I made 4 individual pies and froze the rest of the filling to use another time. One less freezer meal I have to make on "freezer cooking" day. :D




Chicken Pot Pie
  • 2 cups cooked, cubed chicken
  • 2 cloves garlic, chopped
  • 1 onion, diced
  • 1 1/2 cups potatoes, cubed
  • 1 1/2 cups frozen mixed veggies (or fresh, your choice)
  • 1 cup chicken broth
  • 1 can cream of chicken soup
  • 1 1/2 tablespoons flour
  • 1 tablespoon of dried parsley (or 2T fresh, chopped)
  • 1/4 teaspoon dried basil (1/2t fresh, chopped)
  • 1/4 teaspoon dried thyme (1/2t fresh, chopped)
  • salt and pepper to taste
Crust:
  • 1 tube of 8 jumbo biscuits OR
  • pie crust (1 or 2 depending on size of pie you make, and if you want a top only crust)




In a sauce pan, saute onion and garlic until soft.

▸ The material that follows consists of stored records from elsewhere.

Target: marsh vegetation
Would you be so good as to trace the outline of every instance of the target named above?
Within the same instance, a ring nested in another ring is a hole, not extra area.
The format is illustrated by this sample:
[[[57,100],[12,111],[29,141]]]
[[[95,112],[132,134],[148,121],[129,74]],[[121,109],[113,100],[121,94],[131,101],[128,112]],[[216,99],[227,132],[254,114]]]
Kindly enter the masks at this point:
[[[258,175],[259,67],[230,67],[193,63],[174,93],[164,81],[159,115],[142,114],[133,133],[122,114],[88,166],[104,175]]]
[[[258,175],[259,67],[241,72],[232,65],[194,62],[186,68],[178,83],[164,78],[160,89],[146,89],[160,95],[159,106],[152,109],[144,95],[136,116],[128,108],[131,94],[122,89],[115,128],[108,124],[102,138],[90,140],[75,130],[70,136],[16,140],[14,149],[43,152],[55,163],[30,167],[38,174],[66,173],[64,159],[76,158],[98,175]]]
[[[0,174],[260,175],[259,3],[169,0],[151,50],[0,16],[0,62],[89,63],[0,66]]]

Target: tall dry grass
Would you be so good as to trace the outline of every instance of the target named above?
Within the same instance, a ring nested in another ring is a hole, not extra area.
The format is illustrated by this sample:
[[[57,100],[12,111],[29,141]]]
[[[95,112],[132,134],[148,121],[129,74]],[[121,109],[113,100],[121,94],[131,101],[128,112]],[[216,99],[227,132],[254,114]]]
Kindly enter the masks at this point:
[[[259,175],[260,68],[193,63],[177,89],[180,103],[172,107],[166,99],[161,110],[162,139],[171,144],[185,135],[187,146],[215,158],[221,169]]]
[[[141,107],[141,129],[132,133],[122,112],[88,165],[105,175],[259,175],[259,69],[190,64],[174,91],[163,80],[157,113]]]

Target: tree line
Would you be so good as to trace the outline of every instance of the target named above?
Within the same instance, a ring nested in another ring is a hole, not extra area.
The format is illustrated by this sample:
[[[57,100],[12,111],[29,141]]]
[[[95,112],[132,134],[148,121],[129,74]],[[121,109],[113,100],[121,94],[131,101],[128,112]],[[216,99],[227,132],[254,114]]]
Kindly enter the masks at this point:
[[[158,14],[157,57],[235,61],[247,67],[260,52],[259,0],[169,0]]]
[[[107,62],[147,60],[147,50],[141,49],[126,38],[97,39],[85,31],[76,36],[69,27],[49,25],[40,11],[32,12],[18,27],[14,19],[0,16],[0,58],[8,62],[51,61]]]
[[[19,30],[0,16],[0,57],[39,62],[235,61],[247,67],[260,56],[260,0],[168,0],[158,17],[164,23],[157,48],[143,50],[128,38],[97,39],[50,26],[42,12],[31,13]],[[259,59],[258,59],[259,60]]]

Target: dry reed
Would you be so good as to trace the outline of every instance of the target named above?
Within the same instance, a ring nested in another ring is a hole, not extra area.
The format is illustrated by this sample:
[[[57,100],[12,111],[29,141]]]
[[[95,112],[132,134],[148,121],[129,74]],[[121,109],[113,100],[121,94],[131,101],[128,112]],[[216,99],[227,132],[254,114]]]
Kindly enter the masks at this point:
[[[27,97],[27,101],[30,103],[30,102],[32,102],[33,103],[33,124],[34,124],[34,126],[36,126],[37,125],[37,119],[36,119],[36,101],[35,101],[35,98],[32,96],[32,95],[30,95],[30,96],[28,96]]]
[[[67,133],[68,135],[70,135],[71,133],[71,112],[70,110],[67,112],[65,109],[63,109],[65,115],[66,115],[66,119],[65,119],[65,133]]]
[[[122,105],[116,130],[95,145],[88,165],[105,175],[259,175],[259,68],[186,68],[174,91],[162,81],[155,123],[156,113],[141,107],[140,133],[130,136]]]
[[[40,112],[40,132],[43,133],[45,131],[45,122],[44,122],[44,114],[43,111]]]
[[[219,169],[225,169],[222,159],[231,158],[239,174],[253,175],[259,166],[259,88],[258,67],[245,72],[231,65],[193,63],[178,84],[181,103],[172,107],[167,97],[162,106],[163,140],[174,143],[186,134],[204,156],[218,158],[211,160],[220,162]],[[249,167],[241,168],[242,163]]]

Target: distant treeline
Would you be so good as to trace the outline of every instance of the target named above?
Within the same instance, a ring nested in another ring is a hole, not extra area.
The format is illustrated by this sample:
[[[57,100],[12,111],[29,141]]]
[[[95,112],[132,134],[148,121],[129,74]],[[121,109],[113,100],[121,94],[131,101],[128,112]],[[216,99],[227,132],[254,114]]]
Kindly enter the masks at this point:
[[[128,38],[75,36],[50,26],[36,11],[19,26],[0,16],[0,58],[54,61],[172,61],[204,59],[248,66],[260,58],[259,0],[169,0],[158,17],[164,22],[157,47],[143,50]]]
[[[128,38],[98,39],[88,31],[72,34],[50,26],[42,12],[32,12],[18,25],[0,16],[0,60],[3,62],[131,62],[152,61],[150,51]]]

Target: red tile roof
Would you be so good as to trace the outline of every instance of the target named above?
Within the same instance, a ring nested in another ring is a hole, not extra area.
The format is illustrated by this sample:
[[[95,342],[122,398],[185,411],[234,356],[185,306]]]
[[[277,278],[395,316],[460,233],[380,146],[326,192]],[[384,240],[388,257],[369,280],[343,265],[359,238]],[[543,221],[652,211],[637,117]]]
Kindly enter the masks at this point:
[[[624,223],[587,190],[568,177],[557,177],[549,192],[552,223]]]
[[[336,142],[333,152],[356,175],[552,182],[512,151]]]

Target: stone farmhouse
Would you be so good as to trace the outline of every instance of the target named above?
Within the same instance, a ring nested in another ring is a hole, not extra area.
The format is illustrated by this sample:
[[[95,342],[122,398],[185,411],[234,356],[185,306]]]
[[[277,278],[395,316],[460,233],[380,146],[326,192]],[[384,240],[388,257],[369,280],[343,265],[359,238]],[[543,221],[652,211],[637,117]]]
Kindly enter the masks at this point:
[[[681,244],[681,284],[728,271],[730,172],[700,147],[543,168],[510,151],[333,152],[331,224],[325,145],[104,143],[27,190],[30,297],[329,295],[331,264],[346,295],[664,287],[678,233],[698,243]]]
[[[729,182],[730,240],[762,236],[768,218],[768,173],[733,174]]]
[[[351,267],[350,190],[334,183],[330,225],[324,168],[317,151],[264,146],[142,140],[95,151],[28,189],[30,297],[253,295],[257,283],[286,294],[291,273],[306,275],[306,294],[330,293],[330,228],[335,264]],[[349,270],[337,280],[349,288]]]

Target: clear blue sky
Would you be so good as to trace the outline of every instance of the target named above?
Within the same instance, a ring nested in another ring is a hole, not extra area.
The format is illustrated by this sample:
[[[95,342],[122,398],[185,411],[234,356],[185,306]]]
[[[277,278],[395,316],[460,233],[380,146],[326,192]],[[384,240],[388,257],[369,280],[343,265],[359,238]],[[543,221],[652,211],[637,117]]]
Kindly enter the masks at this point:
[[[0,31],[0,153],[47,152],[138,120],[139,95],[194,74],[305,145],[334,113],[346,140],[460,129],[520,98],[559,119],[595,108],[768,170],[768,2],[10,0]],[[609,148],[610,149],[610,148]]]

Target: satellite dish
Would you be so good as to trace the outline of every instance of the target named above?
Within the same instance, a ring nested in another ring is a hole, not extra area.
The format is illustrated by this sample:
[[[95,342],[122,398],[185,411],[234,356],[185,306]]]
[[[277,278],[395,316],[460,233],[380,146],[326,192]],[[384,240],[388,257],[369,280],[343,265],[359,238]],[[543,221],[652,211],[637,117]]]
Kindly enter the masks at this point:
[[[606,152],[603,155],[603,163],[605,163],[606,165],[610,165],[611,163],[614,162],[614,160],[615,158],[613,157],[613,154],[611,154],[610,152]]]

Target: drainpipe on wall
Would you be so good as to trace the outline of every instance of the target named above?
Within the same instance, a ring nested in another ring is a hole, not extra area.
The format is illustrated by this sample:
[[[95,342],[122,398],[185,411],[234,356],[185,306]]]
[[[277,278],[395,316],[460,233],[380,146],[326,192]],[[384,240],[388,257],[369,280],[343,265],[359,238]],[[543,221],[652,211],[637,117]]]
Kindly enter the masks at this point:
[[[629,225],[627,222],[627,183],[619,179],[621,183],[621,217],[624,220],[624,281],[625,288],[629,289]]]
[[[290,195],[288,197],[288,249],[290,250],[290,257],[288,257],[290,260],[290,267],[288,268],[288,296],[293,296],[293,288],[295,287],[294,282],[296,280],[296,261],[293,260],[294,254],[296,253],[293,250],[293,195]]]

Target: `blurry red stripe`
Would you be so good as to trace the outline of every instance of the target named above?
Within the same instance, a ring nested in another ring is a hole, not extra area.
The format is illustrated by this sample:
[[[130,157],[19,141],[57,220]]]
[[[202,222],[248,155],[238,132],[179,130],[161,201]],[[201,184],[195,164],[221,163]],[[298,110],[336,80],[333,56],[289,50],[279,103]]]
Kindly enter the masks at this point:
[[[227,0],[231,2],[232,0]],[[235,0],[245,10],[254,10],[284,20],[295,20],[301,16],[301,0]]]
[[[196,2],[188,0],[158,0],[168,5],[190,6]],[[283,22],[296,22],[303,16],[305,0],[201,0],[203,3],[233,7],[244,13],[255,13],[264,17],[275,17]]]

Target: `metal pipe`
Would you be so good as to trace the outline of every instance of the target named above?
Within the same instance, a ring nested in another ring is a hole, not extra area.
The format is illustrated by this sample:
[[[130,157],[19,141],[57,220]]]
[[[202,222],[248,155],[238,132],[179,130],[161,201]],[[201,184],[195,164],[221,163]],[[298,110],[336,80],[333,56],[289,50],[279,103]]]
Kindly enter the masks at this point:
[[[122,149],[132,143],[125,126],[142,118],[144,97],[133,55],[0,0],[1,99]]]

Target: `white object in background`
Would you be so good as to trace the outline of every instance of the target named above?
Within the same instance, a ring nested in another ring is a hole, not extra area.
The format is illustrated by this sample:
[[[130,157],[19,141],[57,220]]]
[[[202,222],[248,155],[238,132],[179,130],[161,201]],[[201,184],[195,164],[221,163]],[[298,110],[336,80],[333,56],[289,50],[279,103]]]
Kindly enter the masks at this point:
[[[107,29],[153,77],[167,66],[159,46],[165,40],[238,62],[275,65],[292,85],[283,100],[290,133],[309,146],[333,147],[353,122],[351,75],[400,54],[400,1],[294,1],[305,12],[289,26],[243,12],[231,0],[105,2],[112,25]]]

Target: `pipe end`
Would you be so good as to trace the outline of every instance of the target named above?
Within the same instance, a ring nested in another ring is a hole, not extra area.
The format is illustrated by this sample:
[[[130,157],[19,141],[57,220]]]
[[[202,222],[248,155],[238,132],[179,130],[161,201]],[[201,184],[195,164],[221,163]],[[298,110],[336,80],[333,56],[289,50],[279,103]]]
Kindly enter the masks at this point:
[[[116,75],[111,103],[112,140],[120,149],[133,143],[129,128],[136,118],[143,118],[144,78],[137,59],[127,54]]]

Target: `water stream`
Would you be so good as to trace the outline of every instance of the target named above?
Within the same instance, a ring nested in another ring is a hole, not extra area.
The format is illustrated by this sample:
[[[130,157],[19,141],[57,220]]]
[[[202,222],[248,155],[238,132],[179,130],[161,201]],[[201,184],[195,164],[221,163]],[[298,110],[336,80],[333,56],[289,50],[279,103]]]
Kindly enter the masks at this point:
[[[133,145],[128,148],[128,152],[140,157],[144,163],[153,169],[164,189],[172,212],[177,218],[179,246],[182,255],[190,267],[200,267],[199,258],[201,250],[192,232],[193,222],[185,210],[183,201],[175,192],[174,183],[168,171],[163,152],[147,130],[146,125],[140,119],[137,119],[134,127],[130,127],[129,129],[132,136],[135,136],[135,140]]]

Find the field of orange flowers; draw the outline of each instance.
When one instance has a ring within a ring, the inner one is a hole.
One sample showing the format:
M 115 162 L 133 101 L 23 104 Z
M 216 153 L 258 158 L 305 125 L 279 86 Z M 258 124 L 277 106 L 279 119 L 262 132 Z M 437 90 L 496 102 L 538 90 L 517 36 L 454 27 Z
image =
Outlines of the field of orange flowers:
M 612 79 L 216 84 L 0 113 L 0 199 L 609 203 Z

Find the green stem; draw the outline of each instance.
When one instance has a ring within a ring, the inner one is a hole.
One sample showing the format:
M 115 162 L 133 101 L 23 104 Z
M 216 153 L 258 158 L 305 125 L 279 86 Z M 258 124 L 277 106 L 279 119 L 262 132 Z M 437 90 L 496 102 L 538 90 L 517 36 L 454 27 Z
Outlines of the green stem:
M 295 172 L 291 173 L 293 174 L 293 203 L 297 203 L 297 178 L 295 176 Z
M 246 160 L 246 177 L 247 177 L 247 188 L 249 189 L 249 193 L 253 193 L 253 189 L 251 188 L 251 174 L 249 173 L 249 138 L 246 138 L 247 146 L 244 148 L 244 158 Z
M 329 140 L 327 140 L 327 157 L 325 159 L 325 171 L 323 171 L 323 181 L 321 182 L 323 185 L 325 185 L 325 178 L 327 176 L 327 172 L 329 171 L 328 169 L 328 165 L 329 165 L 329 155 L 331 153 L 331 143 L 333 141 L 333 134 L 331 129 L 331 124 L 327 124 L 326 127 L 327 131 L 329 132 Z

Add your frozen/fresh veggies and the broth. Bring to a boil, then turn down, cover and simmer for 12 min or until potatoes are just soft.




While that is cooking, in a large bowl whisk together cream of chicken soup and flour. Make sure there are no lumps.


Whisk in the seasonings. Stir cooked chicken into the soup and seasoning mixture. Taste. Add salt/pepper to taste.

Pour your veggie/broth mixture into the bowl with the chicken and soup mixture. Stir well.


Roll your pie crust to shape of baking dish. OR roll your biscuits to about 1/8 of an inch thickness.


At this point, what you do will depend on what you choose to do with your pie.


  • 1 large pie: pour mixture into baking dish and cover with your pie crust or flattened biscuits. Press to sides to seal. Cut slits in top to vent.
  • 8 individual pies: spray your oven save bowls with some Pam. Press one biscuit into the bottom and up the sides. (we are top and bottom crust people) Fill with 1/2 cup of chicken mixture. Top with another flattened biscuit and press sides together to seal. Cut a slit in top before baking.









Bake at 400 for 25 min. Check after 10-15 min and if top is browned, cover with foil and continue to bake for remaining time.


Remove from oven, brush with butter and let cool for 5-10 min before serving.